California Public Utility Commission Urged To Investigate PG&E and Other Utilities For Blackouts And To Require A Specific Threat Before Shutdowns, Says Consumer Watchdog
LOS ANGELES, Oct. 16, 2018 /PRNewswire/ -- Consumer Watchdog today urged the President of the California Public Utilities Commission, Michael Picker, to launch a public investigation of Pacific Gas & Electric's shutoff of power to thousands of customers in Northern California over the weekend due to high wind advisories.
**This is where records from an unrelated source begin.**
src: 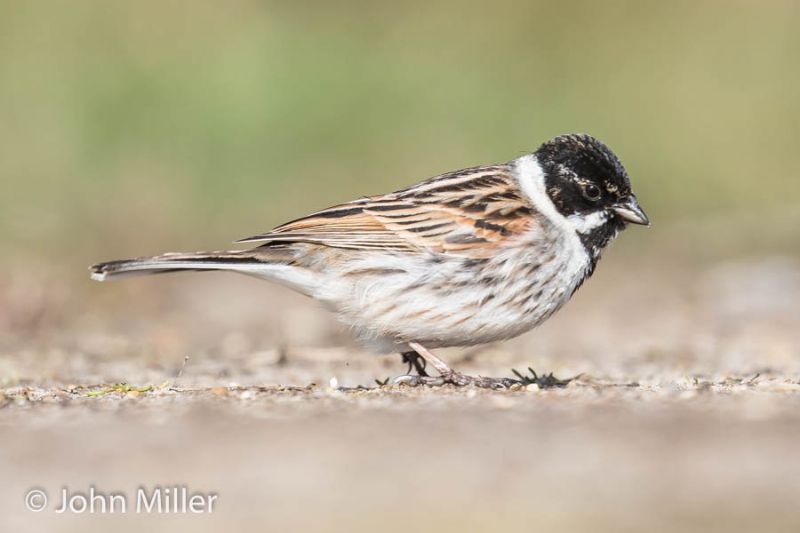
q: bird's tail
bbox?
[89,250,280,281]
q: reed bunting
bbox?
[91,135,649,387]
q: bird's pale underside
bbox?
[92,136,646,386]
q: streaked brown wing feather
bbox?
[240,165,533,257]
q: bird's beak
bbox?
[611,195,650,226]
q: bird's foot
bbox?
[401,351,429,377]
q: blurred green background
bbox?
[0,0,800,266]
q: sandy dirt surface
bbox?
[0,257,800,532]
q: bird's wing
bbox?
[239,165,535,257]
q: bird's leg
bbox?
[395,342,519,389]
[401,351,430,377]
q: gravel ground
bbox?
[0,257,800,532]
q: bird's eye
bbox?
[583,183,601,202]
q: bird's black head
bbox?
[535,134,650,255]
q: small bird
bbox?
[91,134,650,388]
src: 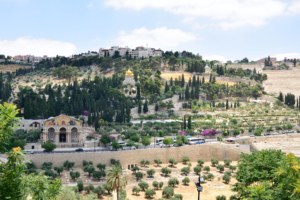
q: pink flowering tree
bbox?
[179,131,186,136]
[83,110,89,116]
[202,129,217,136]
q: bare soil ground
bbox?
[161,72,235,86]
[67,161,237,200]
[0,65,29,72]
[263,69,300,96]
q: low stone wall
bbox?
[28,143,241,169]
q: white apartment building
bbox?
[99,46,163,59]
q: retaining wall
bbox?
[28,143,241,168]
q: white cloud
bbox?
[114,27,197,50]
[105,0,300,29]
[271,53,300,61]
[0,37,77,56]
[202,55,228,63]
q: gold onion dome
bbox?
[125,67,133,76]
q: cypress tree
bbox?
[138,103,142,114]
[88,111,92,125]
[188,116,192,129]
[226,99,229,110]
[136,86,141,100]
[155,103,158,112]
[185,84,190,99]
[143,99,148,113]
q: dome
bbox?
[125,67,133,76]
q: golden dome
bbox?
[125,67,133,76]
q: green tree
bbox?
[135,172,144,180]
[42,140,56,152]
[197,159,205,166]
[181,167,190,176]
[147,169,155,176]
[64,160,75,170]
[141,137,151,148]
[138,181,149,191]
[152,181,159,190]
[169,158,178,167]
[182,177,190,185]
[154,159,162,166]
[54,166,64,175]
[83,166,95,176]
[182,156,190,164]
[84,184,94,194]
[132,186,142,195]
[194,166,202,174]
[93,186,105,198]
[161,167,172,176]
[163,138,173,146]
[106,165,127,200]
[145,189,156,198]
[168,178,179,187]
[162,186,174,199]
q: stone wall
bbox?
[28,143,240,168]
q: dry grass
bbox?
[263,69,300,96]
[161,72,235,86]
[0,65,29,72]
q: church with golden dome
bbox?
[122,67,139,95]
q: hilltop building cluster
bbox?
[99,46,163,59]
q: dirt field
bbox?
[161,72,234,86]
[263,69,300,96]
[70,161,237,200]
[0,65,27,72]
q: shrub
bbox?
[84,184,94,193]
[152,181,159,190]
[154,159,162,166]
[182,156,190,164]
[229,165,236,172]
[194,166,202,174]
[169,158,178,167]
[197,159,205,166]
[77,181,83,192]
[168,178,179,187]
[181,167,190,176]
[135,172,144,180]
[145,189,156,198]
[138,182,149,191]
[217,165,225,173]
[161,167,172,176]
[207,173,215,180]
[162,186,174,199]
[224,159,232,166]
[147,169,155,176]
[210,158,219,166]
[223,174,230,183]
[203,166,210,172]
[132,186,141,195]
[216,195,226,200]
[182,177,190,185]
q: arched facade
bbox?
[43,115,82,144]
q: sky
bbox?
[0,0,300,62]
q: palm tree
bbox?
[106,165,127,200]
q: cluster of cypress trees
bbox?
[0,72,12,102]
[16,74,131,124]
[16,67,34,76]
[187,60,205,73]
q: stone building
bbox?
[43,115,82,146]
[122,67,139,95]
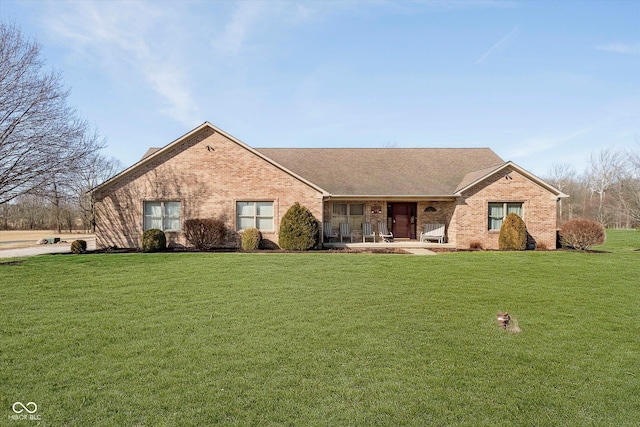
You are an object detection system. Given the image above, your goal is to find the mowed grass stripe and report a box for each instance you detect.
[0,236,640,426]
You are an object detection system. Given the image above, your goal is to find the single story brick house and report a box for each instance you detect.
[92,122,567,249]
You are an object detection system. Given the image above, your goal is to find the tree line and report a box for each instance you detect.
[0,22,121,231]
[545,145,640,228]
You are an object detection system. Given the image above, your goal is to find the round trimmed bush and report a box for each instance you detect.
[498,213,527,251]
[71,240,87,254]
[142,228,167,252]
[242,228,262,251]
[183,218,228,251]
[278,202,318,251]
[560,218,607,251]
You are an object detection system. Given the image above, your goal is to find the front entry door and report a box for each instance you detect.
[392,203,416,239]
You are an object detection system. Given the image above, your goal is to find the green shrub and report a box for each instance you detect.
[142,228,167,252]
[71,240,87,254]
[242,228,262,251]
[498,213,527,251]
[183,218,228,250]
[560,218,607,251]
[278,202,318,251]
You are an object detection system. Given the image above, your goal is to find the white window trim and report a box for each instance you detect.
[236,200,276,233]
[486,201,524,231]
[142,200,182,232]
[331,202,367,230]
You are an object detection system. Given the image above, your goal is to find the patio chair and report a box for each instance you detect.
[322,222,338,242]
[340,222,353,243]
[420,224,444,243]
[378,221,393,242]
[362,222,376,243]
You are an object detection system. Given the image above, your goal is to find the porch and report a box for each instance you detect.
[323,239,456,250]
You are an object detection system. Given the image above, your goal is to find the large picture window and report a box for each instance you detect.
[236,202,274,231]
[489,202,522,230]
[144,201,180,231]
[331,203,364,230]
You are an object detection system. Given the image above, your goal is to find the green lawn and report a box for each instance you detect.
[0,231,640,426]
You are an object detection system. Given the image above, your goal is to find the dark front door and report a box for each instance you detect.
[391,203,416,239]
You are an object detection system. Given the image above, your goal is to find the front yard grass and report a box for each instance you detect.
[0,232,640,426]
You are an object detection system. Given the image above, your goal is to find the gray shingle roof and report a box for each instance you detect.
[254,148,504,196]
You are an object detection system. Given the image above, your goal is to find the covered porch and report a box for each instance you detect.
[323,239,456,250]
[323,196,456,249]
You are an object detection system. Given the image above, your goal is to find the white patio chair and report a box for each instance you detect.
[322,222,338,242]
[378,221,393,242]
[340,222,353,243]
[420,224,445,243]
[362,222,376,243]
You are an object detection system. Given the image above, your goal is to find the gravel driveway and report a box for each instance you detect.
[0,237,96,258]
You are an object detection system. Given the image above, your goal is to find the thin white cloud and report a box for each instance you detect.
[212,1,272,54]
[476,25,519,64]
[43,2,200,126]
[593,43,640,55]
[509,127,591,159]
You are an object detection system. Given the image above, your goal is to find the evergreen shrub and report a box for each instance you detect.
[242,227,262,251]
[71,240,87,254]
[560,218,607,251]
[498,213,527,251]
[183,218,228,251]
[278,202,318,251]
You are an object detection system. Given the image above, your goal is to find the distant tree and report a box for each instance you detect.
[0,23,103,204]
[588,148,624,226]
[622,138,640,224]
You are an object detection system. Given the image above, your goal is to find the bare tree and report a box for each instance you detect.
[622,138,640,224]
[0,23,102,204]
[547,163,577,221]
[588,147,624,226]
[71,153,123,232]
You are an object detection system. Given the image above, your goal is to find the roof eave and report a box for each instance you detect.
[327,194,457,201]
[87,122,329,197]
[455,160,569,198]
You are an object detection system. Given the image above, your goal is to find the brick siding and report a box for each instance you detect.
[449,170,557,249]
[95,128,322,248]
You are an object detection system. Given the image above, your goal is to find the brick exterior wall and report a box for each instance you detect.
[94,128,322,248]
[94,127,557,249]
[448,170,557,249]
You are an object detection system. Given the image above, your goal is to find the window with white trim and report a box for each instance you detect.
[331,203,364,230]
[143,201,180,231]
[236,202,275,231]
[489,202,523,230]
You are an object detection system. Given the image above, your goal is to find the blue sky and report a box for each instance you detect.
[0,0,640,176]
"We urge you to investigate each and every time a utility turns out the lights due to high winds and to disallow such shut downs absent a concrete threat in a specific geographic location where firefighters determine such a threat exists," Consumer Watchdog wrote in a letter to Picker. "We have received numerous calls in recent days from people complaining of school closures due to power cutoffs and even life-threatening conditions for elderly relatives living at home who rely on their electric utility to power their oxygen machines round-the-clock."
For the letter, see: https://www.consumerwatchdog.org/sites/default/files/2018-10/LtrPickerBlackoutBlackmail10-16-18.pdf
"High wind advisories without an immediate, specific and concrete wildfire threat should not suffice as an excuse to turn off the power," the letter continued.
"Californians need you to investigate and provide a full public accounting of every time a utility turned off power and the reasons why. Fire officials have found that PG&E and Sempra's San Diego Gas & Electric sparked or compounded devastating California wildfires due to faulty equipment and/or shoddy maintenance of surrounding vegetation. Southern California Edison faces lawsuits because of similar allegations.
"Current utility blackouts look more like blackout blackmail—a preemptive attempt to avoid liability. If utilities maintain their equipment, poles, overhead lines and the vegetation surrounding them, their role in wildfires would be drastically reduced."
The Consumer Watchdog letter pointed out that CAL FIRE distanced itself from PG&E' decision to curtain power on Monday. "While we support precautions taken during these extreme weather conditions, please be aware that these measures are under the discretion, and only the discretion, of the utility companies," CAL FIRE said in a statement.
"The only time that CAL FIRE will request a power outage from a utility company is when there is an active wildfire that firefighters are fighting. The power shut-off request will only be for within the fire area and this is to provide for the safety of firefighters within that area."
Consumer Watchdog said that utilities may be engaging in blackout blackmail and that the PUC should punish them if they are.
"The utilities are shutting down power based on a new protocol that is overly broad and driven by a political motive: to get more relief from wildfire liability from the legislature," Consumer Watchdog wrote. "The PUC must rein the utilities in and set an appropriate standard, or allow CAL FIRE's standard to dictate the utilities' response.
"The PUC's job is to make sure that utilities are not engaging in blackout blackmail by unnecessarily depriving people of power in an effort to wear down the legislature so lawmakers deliver more limited liability for the utilities' shareholders even after a massive ratepayer bailout that was just enacted. The PUC must sanction any utilities that engage in blackout blackmail."